Toplamda baskı, 1000 ölü ve 10000 yaralıya yol açmıştır.
Bangladeş özelinde geride bıraktığımız 70 yıl içerisinde ihanet edilen 4 adet devrimci durum vardır.
• 1952’deki dil hareketi,
• 1968-1969 grevleri,
• 1971’deki bağımsızlık savaşı,
• 1990’daki diktatörlüğe karşı mücadele.
Dakka, 11 Ağustos, LDA basın konferansı
Asya’daki işçi hareketi, Stalinist mirasın etkisi altında kalmaya devam etmektedir. Maoist ve Stalinist kalıntılar sürekli olarak şu iki görüşü savunmaktadır:
Aşamalı devrim (burada kastedilen yalnızca demokratik devrimdir, sosyalist devrim aşamasına geçilmeyecektir),
Emperyalizm karşıtı birleşik cephe (bu, proletaryayı burjuvazinin belirli kesimlerine tabi kılmak anlamına gelir).

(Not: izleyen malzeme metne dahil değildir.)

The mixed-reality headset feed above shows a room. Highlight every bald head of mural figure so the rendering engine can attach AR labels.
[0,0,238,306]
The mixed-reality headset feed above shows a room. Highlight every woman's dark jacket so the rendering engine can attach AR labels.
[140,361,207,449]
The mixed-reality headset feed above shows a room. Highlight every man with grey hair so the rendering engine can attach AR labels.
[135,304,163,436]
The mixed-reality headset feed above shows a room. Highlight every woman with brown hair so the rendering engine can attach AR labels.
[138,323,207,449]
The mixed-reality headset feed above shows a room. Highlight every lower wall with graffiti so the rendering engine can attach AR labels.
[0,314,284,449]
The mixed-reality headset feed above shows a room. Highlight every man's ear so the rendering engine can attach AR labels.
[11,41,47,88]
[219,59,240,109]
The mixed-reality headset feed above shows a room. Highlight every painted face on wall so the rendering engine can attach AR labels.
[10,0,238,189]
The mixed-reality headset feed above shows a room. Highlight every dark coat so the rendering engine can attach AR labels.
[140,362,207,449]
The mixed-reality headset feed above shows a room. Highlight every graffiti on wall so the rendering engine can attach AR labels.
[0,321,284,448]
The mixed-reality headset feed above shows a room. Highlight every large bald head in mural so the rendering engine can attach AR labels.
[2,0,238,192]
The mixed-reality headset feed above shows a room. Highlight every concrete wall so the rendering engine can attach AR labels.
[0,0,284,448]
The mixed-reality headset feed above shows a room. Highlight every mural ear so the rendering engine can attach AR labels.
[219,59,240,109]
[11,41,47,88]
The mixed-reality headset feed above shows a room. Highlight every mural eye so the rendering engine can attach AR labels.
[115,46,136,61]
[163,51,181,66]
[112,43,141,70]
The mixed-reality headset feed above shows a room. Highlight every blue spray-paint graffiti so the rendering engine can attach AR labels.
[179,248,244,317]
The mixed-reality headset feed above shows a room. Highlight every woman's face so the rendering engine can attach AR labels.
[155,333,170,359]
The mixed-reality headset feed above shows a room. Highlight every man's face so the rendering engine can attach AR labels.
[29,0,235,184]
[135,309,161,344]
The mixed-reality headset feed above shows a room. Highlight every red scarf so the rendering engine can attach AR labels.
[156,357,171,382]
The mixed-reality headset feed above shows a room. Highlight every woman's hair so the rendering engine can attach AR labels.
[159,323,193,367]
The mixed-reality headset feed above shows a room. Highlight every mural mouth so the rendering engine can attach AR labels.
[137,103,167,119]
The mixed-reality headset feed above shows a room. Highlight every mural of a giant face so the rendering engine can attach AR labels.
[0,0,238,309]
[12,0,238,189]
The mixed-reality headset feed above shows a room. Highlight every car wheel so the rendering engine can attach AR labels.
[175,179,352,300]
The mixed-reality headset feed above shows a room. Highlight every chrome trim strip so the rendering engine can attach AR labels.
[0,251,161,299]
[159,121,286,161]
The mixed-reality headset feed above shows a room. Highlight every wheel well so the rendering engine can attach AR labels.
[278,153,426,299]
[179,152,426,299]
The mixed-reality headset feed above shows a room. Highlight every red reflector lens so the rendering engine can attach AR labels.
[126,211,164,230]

Örneğin, Nepal’de 2006 yılında iki Maoist parti iktidarı ele geçirme fırsatını reddetmiş ve burjuva devletini kurtarmışlardır. 1971 yılında ise Stalinizm, iki farklı kanada bölünmüştür: Moskova yanlısı Stalinistler, Avami Birliği’ne hizalanmışlar, Pekin yanlısı Stalinistler ise ulusal baskıya rağmen bağımsızlığa karşı çıkmış ve bu süreçte bir kriz yaşamışlardır. Sosyalist bir perspektifin eksikliğinde, Bangladeş’te de gerici İslamcılık yükselmeye başlamıştır. Birçok sendika, burjuva partilerin (AL, BNP…) kontrolü altındadır.
2007 yılından bu yana, Stalinizm’den gelen teşkilatlar (CPB, SPB, DRP, RCLB, SPB-M, BSP) geçmişten ders almadan Demokratik Sol İttifakı (LDA) adı altında reformist bir blok oluşturmuşlardır.
İttifak, demokratik siyasi partileri reformlar hakkında görüşmeye başlamaya çağırmıştır… Metin, öğrencilerin yönettiği isyandan sonra “Ayrımcılığa Karşı Öğrenci Hareketinin” tim siyasi partilere, sivil topluma ve öğretmenlere hükumetin kurulmasında danışılacağını yazıyordu… Metin, hükumetin ülkeyi halk isyanının izinde yönetmesi çağrısını yapıyordu.
(Dakha Tribune, 11 Ağustos, 2024) Yazının tamamını okumak için tıklayabilirsiniz.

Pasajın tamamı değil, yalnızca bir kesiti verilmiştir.